German skier killed and Canadian injured by avalanche in French Alps.

A German skier has died after being caught in an avalanche while skiing near Grenoble in the French department of Isèreon Sunday 18 March 2018. The unnamed 25-year-old man was one of a party of five who were caught in the event when the snow gave way downslope of them. A second skier, Katie Combaluzier, 24, from Toronto, who was studying medicine in Dublin, suffered a fractured spine and other injuries in the same incident.

Katie Combaluzier, 24, from Toronto, injured by an avalache in the French Alps on 18 March 2018. CBC News.

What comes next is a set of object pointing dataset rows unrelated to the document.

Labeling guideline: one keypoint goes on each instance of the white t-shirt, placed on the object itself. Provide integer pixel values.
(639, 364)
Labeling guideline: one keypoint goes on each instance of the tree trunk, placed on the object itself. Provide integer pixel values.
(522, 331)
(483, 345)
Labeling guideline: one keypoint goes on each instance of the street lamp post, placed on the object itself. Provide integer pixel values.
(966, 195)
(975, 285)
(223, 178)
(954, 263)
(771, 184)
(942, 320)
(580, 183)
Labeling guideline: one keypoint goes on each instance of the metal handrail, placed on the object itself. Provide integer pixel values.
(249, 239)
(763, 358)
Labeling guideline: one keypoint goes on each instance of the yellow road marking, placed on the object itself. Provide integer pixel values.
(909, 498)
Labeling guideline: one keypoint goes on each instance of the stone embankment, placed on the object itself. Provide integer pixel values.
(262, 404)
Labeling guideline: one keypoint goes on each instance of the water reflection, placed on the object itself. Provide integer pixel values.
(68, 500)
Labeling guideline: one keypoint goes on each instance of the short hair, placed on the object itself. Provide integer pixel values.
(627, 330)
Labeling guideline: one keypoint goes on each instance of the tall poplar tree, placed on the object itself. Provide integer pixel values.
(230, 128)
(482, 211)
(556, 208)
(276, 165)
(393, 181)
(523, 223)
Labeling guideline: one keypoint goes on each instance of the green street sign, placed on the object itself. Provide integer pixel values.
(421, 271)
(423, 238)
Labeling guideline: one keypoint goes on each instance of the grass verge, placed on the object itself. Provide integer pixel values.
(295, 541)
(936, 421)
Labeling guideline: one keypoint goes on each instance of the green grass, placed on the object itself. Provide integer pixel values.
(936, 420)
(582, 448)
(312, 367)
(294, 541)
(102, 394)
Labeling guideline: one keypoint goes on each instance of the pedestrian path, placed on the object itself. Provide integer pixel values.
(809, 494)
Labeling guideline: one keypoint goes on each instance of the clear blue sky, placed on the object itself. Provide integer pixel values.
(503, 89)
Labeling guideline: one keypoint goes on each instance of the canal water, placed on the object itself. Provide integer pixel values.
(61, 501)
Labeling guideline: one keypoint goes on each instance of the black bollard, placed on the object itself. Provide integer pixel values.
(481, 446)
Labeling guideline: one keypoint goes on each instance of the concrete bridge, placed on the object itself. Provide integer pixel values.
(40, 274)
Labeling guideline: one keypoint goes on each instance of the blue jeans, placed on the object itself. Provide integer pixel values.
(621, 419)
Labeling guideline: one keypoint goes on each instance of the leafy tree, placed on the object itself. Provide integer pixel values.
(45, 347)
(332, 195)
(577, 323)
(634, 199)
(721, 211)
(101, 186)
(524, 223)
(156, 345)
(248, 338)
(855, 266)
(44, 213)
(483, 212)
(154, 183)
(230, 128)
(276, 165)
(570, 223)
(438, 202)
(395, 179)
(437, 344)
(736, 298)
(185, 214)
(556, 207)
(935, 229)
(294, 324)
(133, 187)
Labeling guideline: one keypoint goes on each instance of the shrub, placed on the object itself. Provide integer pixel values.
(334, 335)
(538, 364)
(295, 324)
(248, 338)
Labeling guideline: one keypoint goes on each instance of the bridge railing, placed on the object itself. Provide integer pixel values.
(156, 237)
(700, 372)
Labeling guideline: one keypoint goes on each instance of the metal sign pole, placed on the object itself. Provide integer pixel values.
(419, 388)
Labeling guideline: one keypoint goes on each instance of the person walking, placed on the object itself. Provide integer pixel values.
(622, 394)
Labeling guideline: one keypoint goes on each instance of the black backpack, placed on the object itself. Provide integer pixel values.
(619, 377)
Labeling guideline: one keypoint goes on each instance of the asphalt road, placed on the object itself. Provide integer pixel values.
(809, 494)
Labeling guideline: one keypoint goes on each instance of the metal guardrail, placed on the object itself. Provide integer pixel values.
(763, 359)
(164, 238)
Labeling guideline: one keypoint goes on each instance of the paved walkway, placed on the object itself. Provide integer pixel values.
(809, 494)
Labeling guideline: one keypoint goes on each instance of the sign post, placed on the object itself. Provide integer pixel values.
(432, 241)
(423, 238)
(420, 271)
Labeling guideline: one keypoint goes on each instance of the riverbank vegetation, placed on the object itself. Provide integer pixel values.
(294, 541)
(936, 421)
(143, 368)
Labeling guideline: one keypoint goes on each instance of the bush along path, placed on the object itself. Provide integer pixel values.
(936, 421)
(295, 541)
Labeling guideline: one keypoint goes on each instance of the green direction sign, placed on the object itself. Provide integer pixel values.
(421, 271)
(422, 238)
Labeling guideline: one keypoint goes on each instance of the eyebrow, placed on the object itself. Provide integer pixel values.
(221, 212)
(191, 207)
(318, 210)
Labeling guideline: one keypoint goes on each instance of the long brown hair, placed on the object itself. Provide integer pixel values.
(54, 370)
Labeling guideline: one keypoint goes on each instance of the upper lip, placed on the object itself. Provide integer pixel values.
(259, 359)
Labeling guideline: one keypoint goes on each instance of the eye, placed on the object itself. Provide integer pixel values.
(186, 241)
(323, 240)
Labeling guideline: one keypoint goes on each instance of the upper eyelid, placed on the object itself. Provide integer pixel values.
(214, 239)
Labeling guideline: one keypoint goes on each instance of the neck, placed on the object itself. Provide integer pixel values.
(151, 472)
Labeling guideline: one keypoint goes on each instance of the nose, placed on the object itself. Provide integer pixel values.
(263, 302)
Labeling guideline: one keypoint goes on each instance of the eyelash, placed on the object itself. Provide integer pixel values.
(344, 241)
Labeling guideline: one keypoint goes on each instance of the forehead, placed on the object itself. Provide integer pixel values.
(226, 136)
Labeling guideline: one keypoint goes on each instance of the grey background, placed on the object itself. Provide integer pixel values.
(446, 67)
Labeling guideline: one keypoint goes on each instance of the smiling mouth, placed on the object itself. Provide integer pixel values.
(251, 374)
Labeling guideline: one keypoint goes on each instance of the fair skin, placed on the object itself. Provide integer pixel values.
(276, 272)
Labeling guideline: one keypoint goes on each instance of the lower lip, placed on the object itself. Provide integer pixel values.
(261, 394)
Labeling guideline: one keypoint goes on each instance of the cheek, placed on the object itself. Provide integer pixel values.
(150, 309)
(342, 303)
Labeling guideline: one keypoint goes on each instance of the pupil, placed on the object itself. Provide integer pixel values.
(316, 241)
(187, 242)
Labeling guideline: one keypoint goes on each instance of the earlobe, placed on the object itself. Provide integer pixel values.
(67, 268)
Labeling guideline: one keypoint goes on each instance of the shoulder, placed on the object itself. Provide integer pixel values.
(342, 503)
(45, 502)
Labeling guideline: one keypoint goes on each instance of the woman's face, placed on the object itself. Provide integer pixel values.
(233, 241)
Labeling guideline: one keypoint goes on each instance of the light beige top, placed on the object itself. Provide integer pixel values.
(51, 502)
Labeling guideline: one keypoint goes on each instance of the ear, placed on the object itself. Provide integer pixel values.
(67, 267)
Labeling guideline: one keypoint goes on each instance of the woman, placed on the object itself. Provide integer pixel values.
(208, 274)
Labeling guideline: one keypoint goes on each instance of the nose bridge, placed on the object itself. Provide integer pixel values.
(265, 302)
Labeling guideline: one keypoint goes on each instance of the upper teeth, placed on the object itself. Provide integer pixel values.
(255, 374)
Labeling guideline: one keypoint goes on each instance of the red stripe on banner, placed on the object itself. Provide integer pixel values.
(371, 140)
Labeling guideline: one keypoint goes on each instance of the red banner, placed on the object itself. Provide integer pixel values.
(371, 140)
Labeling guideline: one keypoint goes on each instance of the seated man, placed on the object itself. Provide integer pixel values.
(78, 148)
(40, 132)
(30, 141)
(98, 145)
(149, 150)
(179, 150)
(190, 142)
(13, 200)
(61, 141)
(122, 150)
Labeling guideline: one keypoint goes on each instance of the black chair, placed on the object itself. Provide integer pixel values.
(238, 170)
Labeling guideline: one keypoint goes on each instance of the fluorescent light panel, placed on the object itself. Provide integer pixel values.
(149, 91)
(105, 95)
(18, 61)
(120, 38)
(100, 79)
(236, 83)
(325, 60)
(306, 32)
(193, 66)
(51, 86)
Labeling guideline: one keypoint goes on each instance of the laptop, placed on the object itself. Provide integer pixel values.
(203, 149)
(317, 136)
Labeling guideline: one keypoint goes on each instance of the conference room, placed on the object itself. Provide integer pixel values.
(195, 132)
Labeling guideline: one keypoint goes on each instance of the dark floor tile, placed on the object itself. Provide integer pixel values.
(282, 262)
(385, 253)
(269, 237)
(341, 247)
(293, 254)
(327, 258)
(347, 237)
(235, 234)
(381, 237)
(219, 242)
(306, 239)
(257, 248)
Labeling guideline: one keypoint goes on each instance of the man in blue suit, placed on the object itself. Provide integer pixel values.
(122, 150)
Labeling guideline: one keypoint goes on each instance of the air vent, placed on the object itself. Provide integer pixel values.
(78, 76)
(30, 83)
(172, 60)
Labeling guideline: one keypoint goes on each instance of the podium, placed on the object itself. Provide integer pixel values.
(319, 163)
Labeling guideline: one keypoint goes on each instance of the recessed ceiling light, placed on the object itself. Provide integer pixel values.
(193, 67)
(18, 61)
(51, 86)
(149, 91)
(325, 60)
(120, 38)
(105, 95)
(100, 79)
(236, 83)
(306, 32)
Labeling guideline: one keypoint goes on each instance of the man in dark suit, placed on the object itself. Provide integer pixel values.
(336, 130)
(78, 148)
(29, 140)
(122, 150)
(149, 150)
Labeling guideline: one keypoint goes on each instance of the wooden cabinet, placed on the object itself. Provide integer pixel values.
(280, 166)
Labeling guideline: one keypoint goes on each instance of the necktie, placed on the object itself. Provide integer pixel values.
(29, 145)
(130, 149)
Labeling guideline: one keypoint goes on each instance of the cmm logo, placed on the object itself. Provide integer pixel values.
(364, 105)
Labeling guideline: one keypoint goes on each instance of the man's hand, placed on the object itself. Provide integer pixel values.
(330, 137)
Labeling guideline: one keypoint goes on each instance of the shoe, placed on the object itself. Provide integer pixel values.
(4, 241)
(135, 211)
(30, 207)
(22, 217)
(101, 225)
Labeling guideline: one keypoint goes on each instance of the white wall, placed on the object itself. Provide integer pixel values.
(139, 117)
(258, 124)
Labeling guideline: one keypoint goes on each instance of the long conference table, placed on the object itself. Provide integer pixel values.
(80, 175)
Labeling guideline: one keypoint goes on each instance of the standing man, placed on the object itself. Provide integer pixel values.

Avalanches are caused by the mechanical failure of snowpacks; essentially when the weight of the snow above a certain point exceeds the carrying capacity of the snow at that point to support its weight. This can happen for two reasons, because more snow falls upslope, causing the weight to rise, or because snow begins to melt downslope, causing the carrying capacity to fall. Avalanches may also be triggered by other events, such as Earthquakes or rockfalls. Contrary to what is often seen in films and on television, avalanches are not usually triggered by loud noises. Because snow forms layers, with each layer typically occurring due to a different snowfall, and having different physical properties, multiple avalanches can occur at the same spot, with the failure of a weaker layer losing to the loss of the snow above it, but other layers below left in place - to potentially fail later.
Diagrammatic representation of an avalanche, showing how layering of snow contributes to these events. Expedition Earth.

The Alps have seen a number of avalanche related incidents this winter, largely due to high levels of snowfall. This is, in turn caused by warmer conditions over the Atlantic, which leads to higher rates of evaporation over the ocean, and therefore higher rates of precipitation over Europe, which falls as snow in cooler regions such as the Alps, where the moist air meets cold air fromt the east.